Abstract
Possibilities to produce sub-diffraction limited structures in thin metal films and bulk dielectric materials using femtosecond laser pulses are investigated. The physics of ultrashort pulse laser ablation of solids is outlined. Results on the fabrication of sub-micrometer structures in 100–200 nm chrome-coated surfaces by direct ablative writing are reported. Polarization maintaining optical waveguides produced by femtosecond laser pulses inside crystalline quartz are demonstrated.
©2000 Optical Society of America
1 Introduction
During the past years it has been demonstrated that femtosecond lasers are excellent tools for the microstructuring of nearly all kinds of solid materials [1–6]. The main features of material processing with femtosecond laser pulses are (i) efficient, fast and localized energy deposition, (ii) low deformation and ablation thresholds, (iii) minimal thermal and mechanical damage of the substrate material. This allows one to produce microstructures with very high precision and reproducibility using compact laser systems.

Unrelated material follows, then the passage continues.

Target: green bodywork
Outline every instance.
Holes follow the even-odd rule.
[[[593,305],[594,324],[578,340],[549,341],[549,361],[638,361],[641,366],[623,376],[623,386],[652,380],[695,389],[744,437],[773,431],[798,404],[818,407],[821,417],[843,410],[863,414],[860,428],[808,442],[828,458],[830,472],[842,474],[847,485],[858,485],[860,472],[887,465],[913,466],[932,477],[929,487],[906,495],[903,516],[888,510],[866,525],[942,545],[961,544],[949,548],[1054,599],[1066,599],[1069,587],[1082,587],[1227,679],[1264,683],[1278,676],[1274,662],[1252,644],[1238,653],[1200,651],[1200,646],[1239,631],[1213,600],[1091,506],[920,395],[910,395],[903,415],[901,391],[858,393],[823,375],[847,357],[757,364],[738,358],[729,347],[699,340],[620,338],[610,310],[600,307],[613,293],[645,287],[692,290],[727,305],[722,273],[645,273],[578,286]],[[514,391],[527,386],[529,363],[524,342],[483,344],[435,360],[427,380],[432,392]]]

An example of a 25-µm periodic grid structure produced in a 4-µm-thick Ni film is shown in Fig. 1. This structure is fabricated using a commercial Ti:sapphire laser system (Spectra-Physics, Spitfire) delivering 120-fs laser pulses at 780 nm with a repetition rate of 1 kHz. In general, when no special efforts are applied, the minimum achievable structure size is determined by the diffraction limit of the optical system and is of the order of the radiation wavelength.
In this paper investigations of possibilities to go further and to produce sub-diffraction limited structures are reported. We investigate two types of microstructuring with tightly focused femtosecond pulses - microstructuring on the target surface and in the bulk of transparent materials. Direct ablative writing on the target surface is of great practical importance (e.g. for repair of photolithographic masks). Internal microstructures can be produced by tightly focusing femtosecond pulses in the bulk of transparent materials. We use this technique for the manufacturing of optical waveguides.
It has been suggested [1] that by taking advantage of the well-defined ablation threshold one can overcome the diffraction limit by choosing the peak laser fluence slightly above the threshold value. In this case only the central part of the beam can ablate the material and it becomes possible to produce sub-diffraction limited structures [1]. Another approach for the production of sub-diffraction limited structures (which is not discussed here) is to use femtosecond pulses in combination with a scanning near-field optical microscope (SNOM) [7]. In this case the SNOM works in the so-called illumination mode with femtosecond pulses coupled into a fiber tip. Applications of this technique for nanostructuring and direct ablative writing upon metal surfaces have been demonstrated, recently [7].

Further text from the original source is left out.